In contrast to wavefunction approaches, Density Functional Theory cannot be systematically improved. This has led to distrust due to the lack of uncertainty estimates within the DFT framework. However, due to its favorable scaling, DFT is still the method of choice for the simulation of big systems. In this contribution, we introduce an a priori estimation of uncertainty associated with a DFT calculation based on the identification of physical limiting behaviors, Hartree-Fock (HF) and Local Density Approximation (LDA).

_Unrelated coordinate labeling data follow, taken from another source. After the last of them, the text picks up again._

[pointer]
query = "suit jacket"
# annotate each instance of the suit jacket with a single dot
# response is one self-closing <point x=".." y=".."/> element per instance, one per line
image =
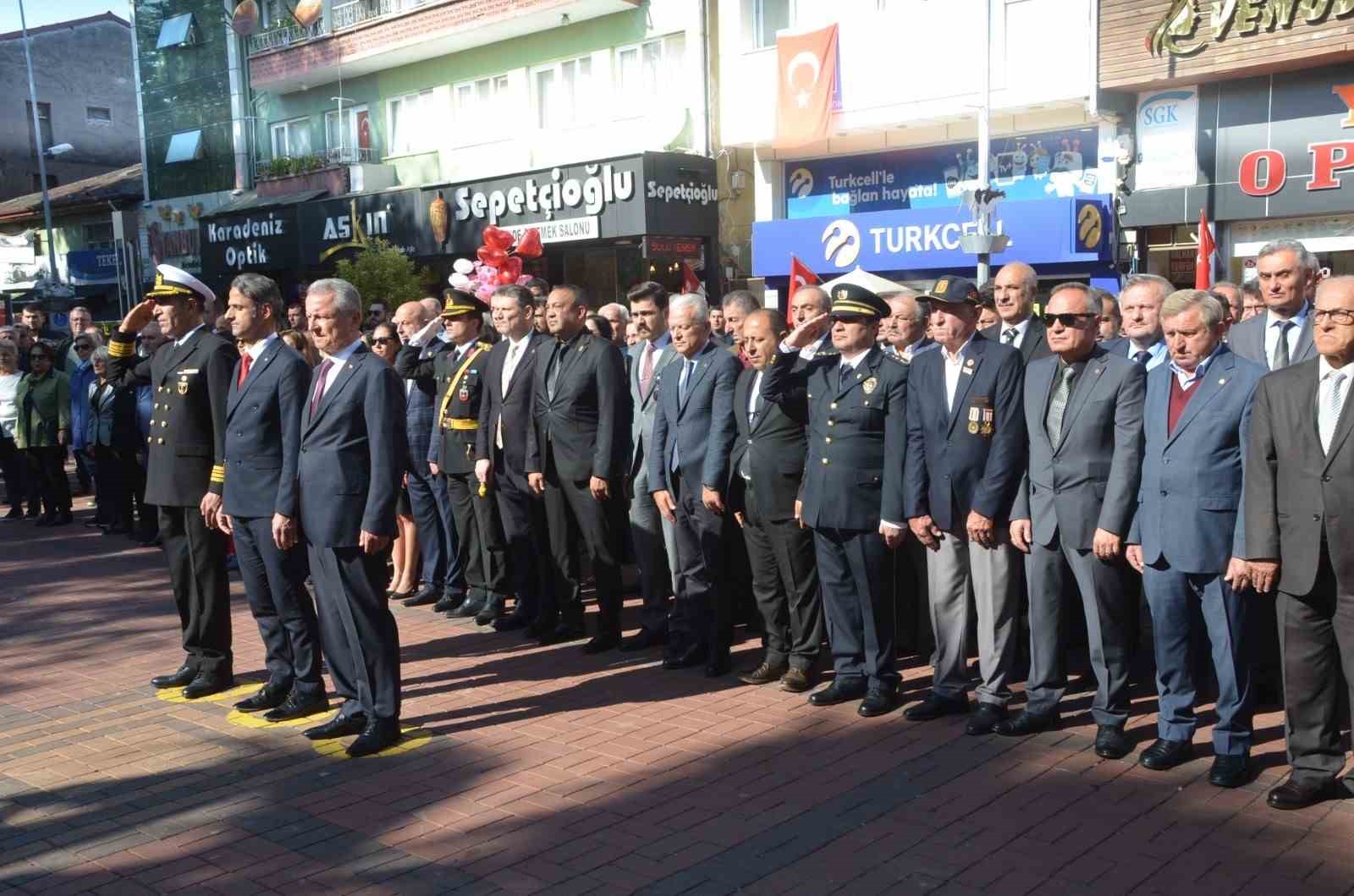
<point x="514" y="406"/>
<point x="584" y="424"/>
<point x="1191" y="507"/>
<point x="699" y="428"/>
<point x="1032" y="347"/>
<point x="1090" y="480"/>
<point x="642" y="417"/>
<point x="1295" y="492"/>
<point x="856" y="433"/>
<point x="970" y="458"/>
<point x="775" y="446"/>
<point x="263" y="433"/>
<point x="187" y="443"/>
<point x="352" y="453"/>
<point x="1247" y="340"/>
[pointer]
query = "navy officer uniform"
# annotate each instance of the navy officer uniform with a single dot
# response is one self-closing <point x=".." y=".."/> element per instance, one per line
<point x="853" y="481"/>
<point x="186" y="460"/>
<point x="263" y="443"/>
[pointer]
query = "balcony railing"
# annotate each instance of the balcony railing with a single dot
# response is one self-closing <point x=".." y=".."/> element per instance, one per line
<point x="358" y="11"/>
<point x="284" y="36"/>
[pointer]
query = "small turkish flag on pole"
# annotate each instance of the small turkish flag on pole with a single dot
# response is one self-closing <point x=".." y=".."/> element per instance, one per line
<point x="1204" y="260"/>
<point x="799" y="275"/>
<point x="805" y="87"/>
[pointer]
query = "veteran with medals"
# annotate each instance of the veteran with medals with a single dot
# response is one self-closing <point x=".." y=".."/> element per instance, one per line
<point x="190" y="378"/>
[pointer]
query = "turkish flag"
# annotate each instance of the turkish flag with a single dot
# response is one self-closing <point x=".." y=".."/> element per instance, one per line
<point x="1204" y="260"/>
<point x="799" y="275"/>
<point x="806" y="84"/>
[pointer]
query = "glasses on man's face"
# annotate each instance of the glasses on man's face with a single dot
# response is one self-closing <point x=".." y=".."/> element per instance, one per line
<point x="1335" y="316"/>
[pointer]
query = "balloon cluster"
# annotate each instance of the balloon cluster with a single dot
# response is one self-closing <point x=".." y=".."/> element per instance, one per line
<point x="498" y="263"/>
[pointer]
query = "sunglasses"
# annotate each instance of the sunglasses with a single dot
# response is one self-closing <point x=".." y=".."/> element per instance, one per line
<point x="1067" y="320"/>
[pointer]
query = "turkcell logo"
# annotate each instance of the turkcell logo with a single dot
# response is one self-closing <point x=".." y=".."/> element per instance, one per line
<point x="1162" y="110"/>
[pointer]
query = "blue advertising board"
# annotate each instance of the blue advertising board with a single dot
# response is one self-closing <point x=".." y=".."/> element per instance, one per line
<point x="1055" y="164"/>
<point x="1044" y="232"/>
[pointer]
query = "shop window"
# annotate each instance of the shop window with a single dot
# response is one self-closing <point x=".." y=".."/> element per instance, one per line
<point x="412" y="121"/>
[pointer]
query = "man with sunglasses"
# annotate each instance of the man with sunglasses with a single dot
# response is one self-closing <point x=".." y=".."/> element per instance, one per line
<point x="1083" y="417"/>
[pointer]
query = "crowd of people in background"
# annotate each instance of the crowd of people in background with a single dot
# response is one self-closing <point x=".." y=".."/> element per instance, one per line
<point x="882" y="471"/>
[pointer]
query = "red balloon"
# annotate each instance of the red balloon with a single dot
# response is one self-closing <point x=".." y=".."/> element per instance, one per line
<point x="498" y="239"/>
<point x="530" y="244"/>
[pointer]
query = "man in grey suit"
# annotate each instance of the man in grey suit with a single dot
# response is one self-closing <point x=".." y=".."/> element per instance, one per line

The exact functional in DFT should behave like a piece-wise linear E(N) function, with derivative discontinuities at integer N. However, approximate methods deviate from this behavior. Hartree-Fock mean field approximation shows a concave E(N) behavior in between integer electron numbers whereas approximate local and semi-local functionals (e.g. LDAs, GGAs) are known to show a convex behavior. Among the different functionals, LDA provides the greatest curvatures.
Hence, LDA and HF are two limiting extreme cases that enable to define an error bar for DFT calculations. This error estimation has two advantages: 1) it can be carried out independently of the final simulation, 2) it can be carried out in the absence of benchmark data. Moreover, we will show that experimental results typically fall within this error bar.
This error being size dependent, we will also introduce a normalization that enables to approximate the error for similar structures directly from their volume (no simulation needed).